Following this introduction, there were interventions from a range of excellent speakers, including Carle Bonafous-Murat (Senior Liaison Officer, Brussels bureau of France Universités, President of the French Euraxess network) who argued that it is important to work together to tackle the problem of grants not being able to cover the living costs of students from a European point of view, and that we must have a practice-based approach for this.
Wim Gabriels, Director of ESN, raised the issue that grants cover only a fraction of mobility expenses, and that such difficulties are further compounded by delays in their payment. At present, only 30% of students get their grant before departure despite facing significant extra costs to cover at the beginning of the mobility. Furthermore, intersectionality is another dimension to be considered, about 77% of students from minority backgrounds said they would need between 75% to 100% of their costs covered to be able to participate.
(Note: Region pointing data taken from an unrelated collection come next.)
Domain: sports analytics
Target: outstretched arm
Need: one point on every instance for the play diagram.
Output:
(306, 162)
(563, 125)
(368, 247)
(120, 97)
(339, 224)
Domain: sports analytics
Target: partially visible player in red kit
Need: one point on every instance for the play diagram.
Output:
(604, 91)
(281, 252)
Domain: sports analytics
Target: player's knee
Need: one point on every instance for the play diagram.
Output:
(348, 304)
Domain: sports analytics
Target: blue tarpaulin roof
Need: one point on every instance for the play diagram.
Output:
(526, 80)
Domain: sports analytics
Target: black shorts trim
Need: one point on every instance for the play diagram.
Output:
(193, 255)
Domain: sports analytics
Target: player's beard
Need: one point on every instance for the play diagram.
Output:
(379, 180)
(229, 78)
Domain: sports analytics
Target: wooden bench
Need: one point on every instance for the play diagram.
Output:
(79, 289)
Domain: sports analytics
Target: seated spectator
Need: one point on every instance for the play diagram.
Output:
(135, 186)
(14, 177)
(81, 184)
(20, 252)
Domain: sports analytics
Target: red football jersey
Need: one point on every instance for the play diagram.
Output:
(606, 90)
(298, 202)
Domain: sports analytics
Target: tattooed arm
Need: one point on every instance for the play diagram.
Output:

Caroline Sundberg (Brussels Representative of Southern Swedish Universities) added that we must invest more in mobility if we are truly committed to creating a European market for knowledge. However, this is made difficult because neither the European Commission nor Member States invest enough in this, while some students do not perceive the advantages or need for this. She also presented the view of Swedish University students, who, overall, have lower intentions to go abroad, for instance due to lack of promotion of mobility windows, the relatively secure financial situation, and the perception that teaching methods abroad are more stressful and difficult. Some measures to overcome this include putting more effort into dispelling such myths and working for internationalisation at home by encouraging Swedish students to familiarise themselves with other students.
Finally, Helena Alves (Policy and Research Officer at the EUF) presented the grant calculation scenarios currently under development by the Erasmus 4 All project. These scenarios include:
- 1st scenario: Updating the current country grouping in the Erasmus+ grant system by splitting counties into 4 groups and using reliable and publicly available information such as the Eurostat housing price index to classify them.
- 2nd scenario: Combining an equal baseline grant across Europe with a supplement aiming to cover the difference between cost of living in the home city or regions and the host one; students would also receive a return travel ticket for each semester abroad.
- 3rd scenario: A monthly baseline amount defined at the sending HEI and comparing the cost of living of the origin and destination cities. This baseline will then be multiplied by the increase or decrease in costs.
A discussion afterwards allowed for a lively and fruitful exchange with the audience, who concluded that since inclusion is a priority for the whole Erasmus + programme, we need to put more effort in making it accessible to all students, which will require a more ambitious approach to how the Erasmus+ grants currently work.